Mitsotakis made the remarks during a conference called “2020 Aspen Security Forum,” where he exchanged views with Harvard professor and Executive Director of the Aspen Strategy Group Nicholas Burns, who served as U.S. ambassador to Greece from 1997-2001.
The Greek prime minister highlighted Turkey’s repeated aggressive moves towards Greece and Turkey in the Aegean and the Eastern Mediterranean.
He spoke at length about the tensions caused by Ankara by its actions against Greece and Cyprus, including the illegal Turkish-Libyan pact that arbitrarily delineates territorial waters in the Mediterranean, overflights of Turkish jets on Greek islands, and illegal incursions into the Cypriot EEZ in the search for oil and gas.
PM Mitsotakis also discusses Turkey’s encouraging migrants to force their way over the Greek border at Evros, as well as the recent NAVTEX for exploration atop the Greek continental shelf and the conversion of Hagia Sophia into a mosque.

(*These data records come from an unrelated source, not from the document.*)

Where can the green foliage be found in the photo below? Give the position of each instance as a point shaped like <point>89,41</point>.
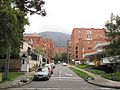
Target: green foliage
<point>84,75</point>
<point>13,75</point>
<point>38,50</point>
<point>57,58</point>
<point>113,33</point>
<point>82,66</point>
<point>112,76</point>
<point>97,72</point>
<point>64,57</point>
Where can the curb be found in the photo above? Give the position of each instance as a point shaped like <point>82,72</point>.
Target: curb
<point>100,85</point>
<point>15,86</point>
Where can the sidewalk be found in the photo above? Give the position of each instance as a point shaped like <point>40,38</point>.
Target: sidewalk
<point>16,82</point>
<point>100,81</point>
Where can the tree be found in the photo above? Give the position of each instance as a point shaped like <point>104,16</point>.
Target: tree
<point>57,58</point>
<point>13,18</point>
<point>64,57</point>
<point>113,33</point>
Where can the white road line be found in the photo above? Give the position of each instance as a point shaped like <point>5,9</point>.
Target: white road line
<point>67,74</point>
<point>60,73</point>
<point>105,88</point>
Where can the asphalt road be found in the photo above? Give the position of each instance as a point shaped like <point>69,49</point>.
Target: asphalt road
<point>62,79</point>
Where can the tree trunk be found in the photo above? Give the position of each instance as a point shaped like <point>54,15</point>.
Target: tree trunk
<point>7,65</point>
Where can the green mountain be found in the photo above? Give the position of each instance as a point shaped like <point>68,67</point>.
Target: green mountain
<point>60,39</point>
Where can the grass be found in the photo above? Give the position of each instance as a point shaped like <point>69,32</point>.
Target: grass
<point>112,76</point>
<point>82,74</point>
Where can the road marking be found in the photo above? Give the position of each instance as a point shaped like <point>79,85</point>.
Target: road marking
<point>105,88</point>
<point>67,74</point>
<point>41,88</point>
<point>60,73</point>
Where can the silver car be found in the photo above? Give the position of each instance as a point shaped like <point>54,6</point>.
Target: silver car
<point>42,73</point>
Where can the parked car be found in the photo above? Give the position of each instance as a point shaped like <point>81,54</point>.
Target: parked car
<point>64,64</point>
<point>42,73</point>
<point>52,65</point>
<point>50,68</point>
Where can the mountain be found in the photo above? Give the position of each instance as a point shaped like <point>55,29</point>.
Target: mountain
<point>60,39</point>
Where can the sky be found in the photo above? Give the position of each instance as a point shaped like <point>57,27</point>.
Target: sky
<point>64,15</point>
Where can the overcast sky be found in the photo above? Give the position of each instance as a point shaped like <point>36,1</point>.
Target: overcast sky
<point>64,15</point>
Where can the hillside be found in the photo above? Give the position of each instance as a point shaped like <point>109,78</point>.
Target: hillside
<point>60,39</point>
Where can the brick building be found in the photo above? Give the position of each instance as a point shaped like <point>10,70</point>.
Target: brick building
<point>84,40</point>
<point>35,40</point>
<point>69,51</point>
<point>49,48</point>
<point>59,50</point>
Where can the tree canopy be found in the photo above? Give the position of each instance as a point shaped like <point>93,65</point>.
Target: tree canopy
<point>113,33</point>
<point>113,27</point>
<point>13,18</point>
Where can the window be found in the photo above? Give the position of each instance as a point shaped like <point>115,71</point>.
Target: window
<point>76,47</point>
<point>89,35</point>
<point>76,52</point>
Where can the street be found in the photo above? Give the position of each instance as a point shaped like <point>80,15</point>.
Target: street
<point>62,79</point>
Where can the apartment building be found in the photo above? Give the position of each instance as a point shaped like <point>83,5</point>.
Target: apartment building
<point>69,51</point>
<point>84,40</point>
<point>59,50</point>
<point>49,49</point>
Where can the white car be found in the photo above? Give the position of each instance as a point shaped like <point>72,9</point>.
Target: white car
<point>42,73</point>
<point>64,64</point>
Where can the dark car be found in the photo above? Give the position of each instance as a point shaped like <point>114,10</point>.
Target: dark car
<point>42,73</point>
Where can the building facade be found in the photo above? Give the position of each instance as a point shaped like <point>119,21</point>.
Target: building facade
<point>69,51</point>
<point>84,40</point>
<point>59,50</point>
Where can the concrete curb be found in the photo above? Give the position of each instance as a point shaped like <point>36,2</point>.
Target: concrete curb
<point>17,85</point>
<point>101,85</point>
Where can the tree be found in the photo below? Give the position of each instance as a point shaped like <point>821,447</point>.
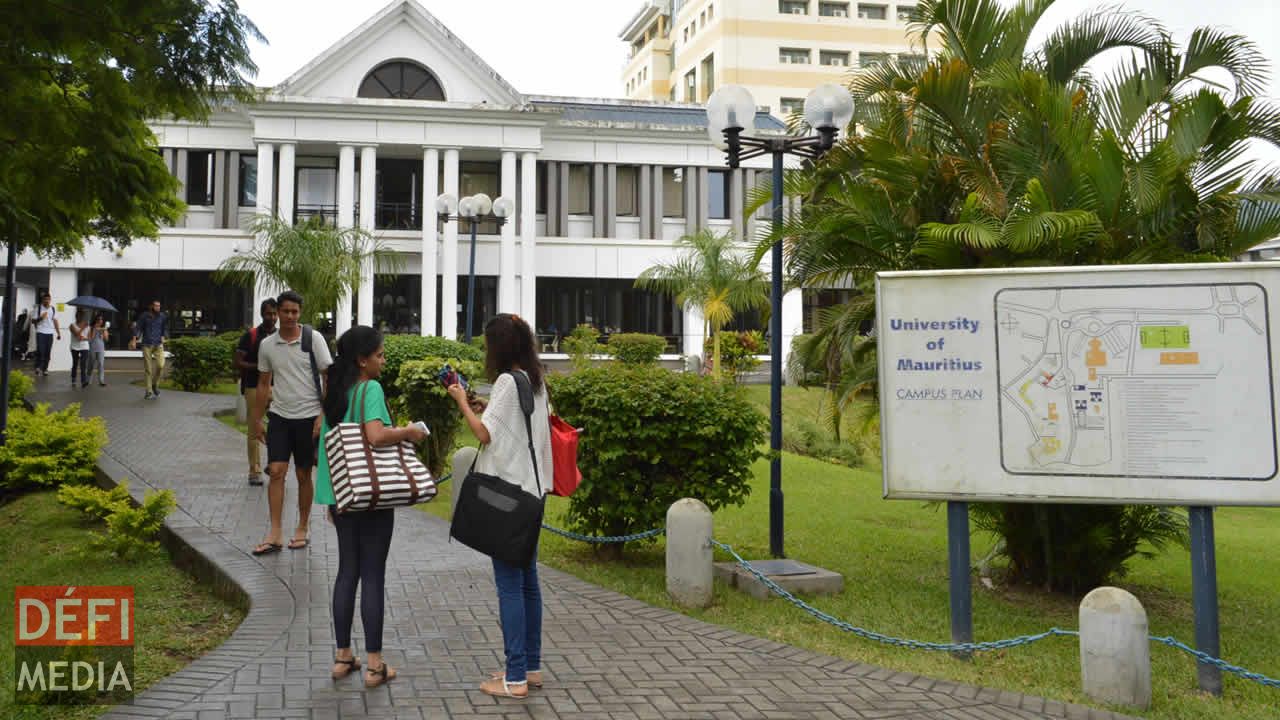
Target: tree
<point>712,276</point>
<point>319,260</point>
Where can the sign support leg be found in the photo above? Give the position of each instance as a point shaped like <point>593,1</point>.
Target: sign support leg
<point>1205,596</point>
<point>961,588</point>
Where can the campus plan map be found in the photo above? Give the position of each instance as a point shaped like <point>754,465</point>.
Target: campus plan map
<point>1144,381</point>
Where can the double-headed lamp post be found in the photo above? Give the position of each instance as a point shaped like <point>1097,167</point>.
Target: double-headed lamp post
<point>474,208</point>
<point>730,110</point>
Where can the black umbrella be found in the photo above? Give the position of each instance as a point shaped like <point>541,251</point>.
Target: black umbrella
<point>92,302</point>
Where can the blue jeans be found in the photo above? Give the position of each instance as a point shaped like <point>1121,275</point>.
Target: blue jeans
<point>520,607</point>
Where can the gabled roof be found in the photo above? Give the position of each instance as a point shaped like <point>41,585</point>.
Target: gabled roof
<point>388,16</point>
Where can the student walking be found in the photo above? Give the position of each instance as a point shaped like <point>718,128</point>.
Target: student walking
<point>291,364</point>
<point>504,440</point>
<point>246,361</point>
<point>364,537</point>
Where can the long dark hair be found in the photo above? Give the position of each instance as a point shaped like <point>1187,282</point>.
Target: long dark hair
<point>360,341</point>
<point>508,341</point>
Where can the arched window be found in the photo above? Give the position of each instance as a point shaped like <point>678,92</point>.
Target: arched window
<point>401,80</point>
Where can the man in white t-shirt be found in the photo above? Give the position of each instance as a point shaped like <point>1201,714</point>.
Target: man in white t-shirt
<point>46,327</point>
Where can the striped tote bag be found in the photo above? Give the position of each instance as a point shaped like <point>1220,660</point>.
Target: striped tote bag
<point>373,478</point>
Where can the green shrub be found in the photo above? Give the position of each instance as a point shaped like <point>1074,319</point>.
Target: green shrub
<point>19,384</point>
<point>580,345</point>
<point>636,349</point>
<point>652,437</point>
<point>50,449</point>
<point>423,397</point>
<point>197,363</point>
<point>401,349</point>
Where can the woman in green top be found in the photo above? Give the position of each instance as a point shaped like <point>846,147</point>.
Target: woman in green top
<point>364,538</point>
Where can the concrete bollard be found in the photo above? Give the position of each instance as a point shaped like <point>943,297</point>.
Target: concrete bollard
<point>689,554</point>
<point>1115,652</point>
<point>462,460</point>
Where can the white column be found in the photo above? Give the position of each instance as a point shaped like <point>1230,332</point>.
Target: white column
<point>346,219</point>
<point>528,210</point>
<point>449,254</point>
<point>430,188</point>
<point>368,212</point>
<point>284,205</point>
<point>507,256</point>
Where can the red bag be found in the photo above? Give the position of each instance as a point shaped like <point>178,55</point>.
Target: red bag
<point>566,475</point>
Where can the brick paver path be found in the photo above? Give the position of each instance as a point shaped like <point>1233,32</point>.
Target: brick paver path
<point>604,655</point>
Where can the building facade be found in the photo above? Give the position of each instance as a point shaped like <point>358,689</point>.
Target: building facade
<point>682,50</point>
<point>369,133</point>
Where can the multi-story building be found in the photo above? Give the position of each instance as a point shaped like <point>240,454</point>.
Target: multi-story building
<point>681,50</point>
<point>368,133</point>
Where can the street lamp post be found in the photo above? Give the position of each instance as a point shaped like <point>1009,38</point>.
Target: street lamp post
<point>474,208</point>
<point>730,110</point>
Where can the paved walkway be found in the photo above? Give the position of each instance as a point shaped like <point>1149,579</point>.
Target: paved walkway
<point>604,655</point>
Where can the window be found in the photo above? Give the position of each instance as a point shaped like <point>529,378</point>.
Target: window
<point>401,80</point>
<point>200,177</point>
<point>672,192</point>
<point>248,181</point>
<point>627,191</point>
<point>792,57</point>
<point>872,12</point>
<point>833,58</point>
<point>717,195</point>
<point>580,188</point>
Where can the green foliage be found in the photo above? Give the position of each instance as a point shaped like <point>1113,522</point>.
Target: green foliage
<point>653,437</point>
<point>197,363</point>
<point>50,449</point>
<point>423,397</point>
<point>401,349</point>
<point>581,345</point>
<point>19,384</point>
<point>636,349</point>
<point>1074,548</point>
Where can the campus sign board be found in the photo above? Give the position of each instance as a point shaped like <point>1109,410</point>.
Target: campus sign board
<point>1150,384</point>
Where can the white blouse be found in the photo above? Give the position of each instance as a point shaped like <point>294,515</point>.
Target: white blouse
<point>507,452</point>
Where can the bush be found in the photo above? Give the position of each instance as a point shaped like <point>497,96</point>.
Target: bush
<point>197,363</point>
<point>423,397</point>
<point>653,437</point>
<point>636,349</point>
<point>401,349</point>
<point>19,384</point>
<point>50,449</point>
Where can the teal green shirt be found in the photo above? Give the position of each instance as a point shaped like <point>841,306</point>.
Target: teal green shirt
<point>375,409</point>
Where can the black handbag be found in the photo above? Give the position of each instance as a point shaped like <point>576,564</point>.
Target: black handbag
<point>496,516</point>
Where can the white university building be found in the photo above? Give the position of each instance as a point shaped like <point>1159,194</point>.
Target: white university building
<point>369,133</point>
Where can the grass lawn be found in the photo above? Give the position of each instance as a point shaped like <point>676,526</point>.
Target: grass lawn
<point>176,619</point>
<point>892,555</point>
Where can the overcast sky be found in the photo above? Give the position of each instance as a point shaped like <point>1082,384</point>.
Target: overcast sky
<point>572,48</point>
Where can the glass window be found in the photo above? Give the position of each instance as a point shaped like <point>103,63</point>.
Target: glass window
<point>872,12</point>
<point>629,191</point>
<point>672,192</point>
<point>580,188</point>
<point>717,195</point>
<point>200,177</point>
<point>794,55</point>
<point>833,58</point>
<point>248,181</point>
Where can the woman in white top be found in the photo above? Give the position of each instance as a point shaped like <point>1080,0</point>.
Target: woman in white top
<point>504,440</point>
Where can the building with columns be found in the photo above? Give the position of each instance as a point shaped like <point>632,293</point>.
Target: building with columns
<point>369,133</point>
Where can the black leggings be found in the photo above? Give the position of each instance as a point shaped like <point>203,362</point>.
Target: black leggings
<point>364,541</point>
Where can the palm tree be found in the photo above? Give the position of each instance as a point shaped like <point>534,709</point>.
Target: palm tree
<point>319,260</point>
<point>712,276</point>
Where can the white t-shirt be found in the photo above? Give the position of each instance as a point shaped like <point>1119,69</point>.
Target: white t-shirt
<point>507,452</point>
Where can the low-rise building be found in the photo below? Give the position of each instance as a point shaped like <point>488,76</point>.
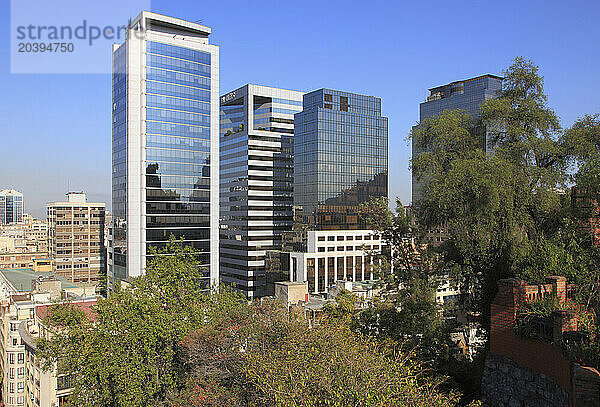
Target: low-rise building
<point>76,238</point>
<point>334,255</point>
<point>25,295</point>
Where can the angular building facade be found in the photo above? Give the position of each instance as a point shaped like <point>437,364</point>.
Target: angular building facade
<point>11,207</point>
<point>340,162</point>
<point>256,170</point>
<point>165,144</point>
<point>340,158</point>
<point>466,95</point>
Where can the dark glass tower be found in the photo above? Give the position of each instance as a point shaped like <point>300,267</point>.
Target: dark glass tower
<point>467,95</point>
<point>340,158</point>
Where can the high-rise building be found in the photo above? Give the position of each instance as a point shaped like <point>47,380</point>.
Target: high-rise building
<point>340,162</point>
<point>256,169</point>
<point>340,158</point>
<point>76,238</point>
<point>165,144</point>
<point>466,95</point>
<point>11,207</point>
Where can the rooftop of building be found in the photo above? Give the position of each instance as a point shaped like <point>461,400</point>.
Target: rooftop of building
<point>465,81</point>
<point>21,279</point>
<point>341,92</point>
<point>85,305</point>
<point>158,21</point>
<point>11,192</point>
<point>255,89</point>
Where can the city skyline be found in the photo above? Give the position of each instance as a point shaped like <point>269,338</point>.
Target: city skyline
<point>399,61</point>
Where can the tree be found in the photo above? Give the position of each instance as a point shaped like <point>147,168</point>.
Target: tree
<point>126,354</point>
<point>267,356</point>
<point>163,342</point>
<point>406,310</point>
<point>504,210</point>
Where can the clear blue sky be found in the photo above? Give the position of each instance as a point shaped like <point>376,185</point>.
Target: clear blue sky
<point>56,128</point>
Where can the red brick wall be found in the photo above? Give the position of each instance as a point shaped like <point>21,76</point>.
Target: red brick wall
<point>536,355</point>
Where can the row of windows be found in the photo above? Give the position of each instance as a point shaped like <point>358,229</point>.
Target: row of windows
<point>185,143</point>
<point>173,129</point>
<point>159,61</point>
<point>168,102</point>
<point>162,154</point>
<point>181,91</point>
<point>348,248</point>
<point>174,116</point>
<point>177,52</point>
<point>180,78</point>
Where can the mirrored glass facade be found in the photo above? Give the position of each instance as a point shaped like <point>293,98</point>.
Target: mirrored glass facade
<point>256,172</point>
<point>165,144</point>
<point>340,158</point>
<point>467,95</point>
<point>11,207</point>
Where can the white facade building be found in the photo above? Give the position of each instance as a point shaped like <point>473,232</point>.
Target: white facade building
<point>165,144</point>
<point>335,255</point>
<point>256,169</point>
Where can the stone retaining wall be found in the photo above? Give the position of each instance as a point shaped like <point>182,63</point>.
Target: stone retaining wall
<point>508,384</point>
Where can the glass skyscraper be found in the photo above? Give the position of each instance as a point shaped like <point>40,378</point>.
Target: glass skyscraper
<point>11,207</point>
<point>256,170</point>
<point>466,95</point>
<point>165,144</point>
<point>340,158</point>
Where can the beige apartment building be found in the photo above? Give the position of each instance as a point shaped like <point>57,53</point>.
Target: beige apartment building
<point>25,297</point>
<point>76,238</point>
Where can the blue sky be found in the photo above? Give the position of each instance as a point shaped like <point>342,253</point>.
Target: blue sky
<point>56,128</point>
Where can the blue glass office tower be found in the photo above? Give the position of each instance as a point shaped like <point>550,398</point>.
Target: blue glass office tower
<point>256,170</point>
<point>165,144</point>
<point>340,158</point>
<point>11,207</point>
<point>466,95</point>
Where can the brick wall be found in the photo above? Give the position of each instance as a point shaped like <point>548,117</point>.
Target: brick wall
<point>534,354</point>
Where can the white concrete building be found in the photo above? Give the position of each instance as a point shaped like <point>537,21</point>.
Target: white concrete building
<point>335,255</point>
<point>165,144</point>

The Greek leader also asked for the EU to take action against Turkey’s repeated provocations and illegal acts and impose sanctions if the neighboring country continues its aggressive policies. He also called on NATO to take a stance against Turkish aggression, reminding listeners at the conference about Ankara’s purchase last year of the S400 missile system from Russia.
The Prime Minister said that Greece is willing to come to an agreement on the Aegean issues with Turkey, but not as a result of threats from Ankara. If the two countries still cannot come to an agreement on their exclusive economic zones and continental shelves, the issue will then be taken to the International Court of Justice.
In a related development on Thursday, Greek government spokesman Stelios Petsas said in a regular press conference that Greece is ready to restart the exploratory talks with Turkey which froze in 2016 in August if the neighboring country deescalates tensions.
“We are ready to start exploratory contacts. The head of the team has been selected, Mr. Apostolidis, who has played this role successfully in the past; and we expect Turkey, if it means what it says, to continue the exploratory contacts even in August,” Petsas stated.